Project collaborators, including U of A’s Padma Kaul, will build a database with information on child and maternal outcomes for four million pregnancies going back to 1998.

Keri Sweetman - 3 March 2021

A University of Alberta researcher and collaborators in four other provinces have launched a groundbreaking Canadian initiative to investigate the impact of prescription drug use during pregnancy on long-term health outcomes for mothers and children.

The Canada Foundation for Innovation (CFI) is contributing almost $1.2 million toward the project, called the Canadian Mother-Child Cohort (CaMCCo) Active Surveillance Program. Quebec will host the cohort’s co-ordinating centre, under the leadership of University of Montreal’s Anick Bérard, a world leader in this field.

In Alberta, the project will be led by U of A cardiology professor and epidemiologist Padma Kaul. For the CFI-funded initiative, she joins researchers in Ontario, Manitoba, Saskatchewan and Quebec.

Evidence suggests that 75 per cent of expectant mothers take at least one medication during their pregnancy, a number that initially surprised Kaul. But, she explains, this may be due in part to many women delaying childbirth until they are older and therefore having more pre-existing medical conditions that require prescription drugs at the time of pregnancy. And much of the medication use may occur in the first trimester, when a woman may not even know she is pregnant.

There is currently little data on the safety and efficacy of medications taken during pregnancy, including their effect on the developing fetus and long-term repercussions for the health of the mother and child. Pregnant women are excluded from randomized clinical trials of new drugs because of concerns about potential harm to the fetus, so longitudinal, observational studies often offer the best level of evidence in this population.

Kaul’s team has been collecting data on a cohort of mothers and children in Alberta for 10 years, tracking what drugs the mothers took during pregnancy (based on medication claims submitted to pharmacies). They have used these data to look at gestational diabetes, birth outcomes, childhood obesity and other health issues.
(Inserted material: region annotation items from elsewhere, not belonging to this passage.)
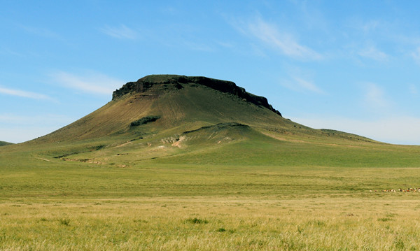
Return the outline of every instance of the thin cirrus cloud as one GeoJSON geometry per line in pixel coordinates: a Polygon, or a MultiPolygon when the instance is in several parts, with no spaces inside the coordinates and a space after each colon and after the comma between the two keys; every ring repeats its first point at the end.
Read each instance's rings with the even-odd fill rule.
{"type": "Polygon", "coordinates": [[[124,84],[122,80],[97,73],[78,76],[57,71],[50,74],[50,77],[52,82],[62,86],[94,94],[108,95],[124,84]]]}
{"type": "Polygon", "coordinates": [[[33,99],[44,99],[50,101],[53,100],[52,98],[45,94],[41,94],[36,92],[22,91],[20,89],[4,88],[1,87],[0,87],[0,94],[33,99]]]}
{"type": "Polygon", "coordinates": [[[121,24],[119,27],[109,27],[100,29],[104,34],[120,39],[135,39],[137,37],[137,32],[134,29],[121,24]]]}
{"type": "Polygon", "coordinates": [[[389,58],[389,56],[386,53],[378,50],[374,46],[370,46],[360,50],[358,54],[361,57],[378,62],[386,62],[389,58]]]}
{"type": "Polygon", "coordinates": [[[234,26],[241,32],[256,38],[279,53],[302,60],[319,60],[323,56],[309,47],[300,44],[291,34],[281,32],[274,24],[256,18],[234,26]]]}
{"type": "Polygon", "coordinates": [[[291,80],[281,81],[280,85],[293,91],[301,92],[313,92],[318,94],[325,94],[326,92],[314,83],[304,80],[301,78],[293,77],[291,80]]]}

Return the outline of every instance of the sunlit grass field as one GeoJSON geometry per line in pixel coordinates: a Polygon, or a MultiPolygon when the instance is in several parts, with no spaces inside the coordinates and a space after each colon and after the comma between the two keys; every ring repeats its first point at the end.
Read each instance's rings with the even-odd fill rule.
{"type": "Polygon", "coordinates": [[[401,148],[414,153],[386,167],[310,166],[304,157],[295,166],[122,159],[120,167],[8,147],[0,250],[418,250],[420,193],[382,192],[420,187],[419,150],[401,148]]]}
Similar cohorts are being created in other provinces, with Quebec leading the way by gathering data going back to 1998. The CaMCCo project will develop standardized tools and definitions across the provincial cohorts, allowing the group to create a database that will have access to about four million pregnancies and three million children, going back to 1998.
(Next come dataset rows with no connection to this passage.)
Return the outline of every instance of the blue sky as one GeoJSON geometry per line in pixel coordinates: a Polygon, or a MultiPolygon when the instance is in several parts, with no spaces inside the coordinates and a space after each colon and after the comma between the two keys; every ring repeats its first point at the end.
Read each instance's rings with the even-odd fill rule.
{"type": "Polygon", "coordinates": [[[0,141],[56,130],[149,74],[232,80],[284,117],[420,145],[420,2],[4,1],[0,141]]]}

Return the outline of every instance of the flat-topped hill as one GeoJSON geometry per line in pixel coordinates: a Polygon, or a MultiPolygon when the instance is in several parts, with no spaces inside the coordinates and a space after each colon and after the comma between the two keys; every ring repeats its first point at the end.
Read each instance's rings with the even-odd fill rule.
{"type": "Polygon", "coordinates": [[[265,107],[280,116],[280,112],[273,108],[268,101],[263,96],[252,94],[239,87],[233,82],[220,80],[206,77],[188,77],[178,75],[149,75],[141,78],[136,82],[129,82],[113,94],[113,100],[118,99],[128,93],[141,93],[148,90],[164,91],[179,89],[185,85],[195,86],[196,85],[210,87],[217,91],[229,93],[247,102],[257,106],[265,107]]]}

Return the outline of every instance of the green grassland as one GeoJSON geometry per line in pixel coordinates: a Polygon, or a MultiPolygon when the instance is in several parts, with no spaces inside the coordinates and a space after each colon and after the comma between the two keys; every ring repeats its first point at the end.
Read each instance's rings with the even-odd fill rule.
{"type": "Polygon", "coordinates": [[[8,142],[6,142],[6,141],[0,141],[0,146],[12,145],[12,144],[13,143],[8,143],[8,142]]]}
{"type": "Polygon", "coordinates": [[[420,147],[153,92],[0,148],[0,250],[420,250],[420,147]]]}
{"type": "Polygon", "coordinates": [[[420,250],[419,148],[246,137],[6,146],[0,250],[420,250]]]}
This would make it one of the biggest cohorts of mothers and children in the world. CaMCCo collaborators, who met last year in Montreal just before the COVID-19 pandemic began, would like to eventually unite cohort studies from all Canadian provinces.

The researchers plan to focus first on two frequently used drugs─antidepressants and opioids─and include other drugs as the program evolves. They will be looking for information on prematurity, low birth weight, autism, attention deficit disorders and rare malformations, as well as prenatal and postpartum health issues for the mothers.

Kaul, who is a member of the Women and Children’s Health Research Institute (WCHRI), hopes that the database and infrastructure developed as part of CaMCCo will serve as a resource for the larger WCHRI research community as well as Alberta family physicians and obstetricians who provide care for expectant mothers.

“I see the clinicians as partners. Not only will they be the end users of this information, but I also see them as generators of the questions that need answering with these data.”

Ultimately, Kaul hopes CaMCCo becomes a resource that public health agencies in Canada and around the world turn to when looking for information on the impact of medication use during pregnancy. “If the evidence is consistent across five provinces, it would make it much stronger.”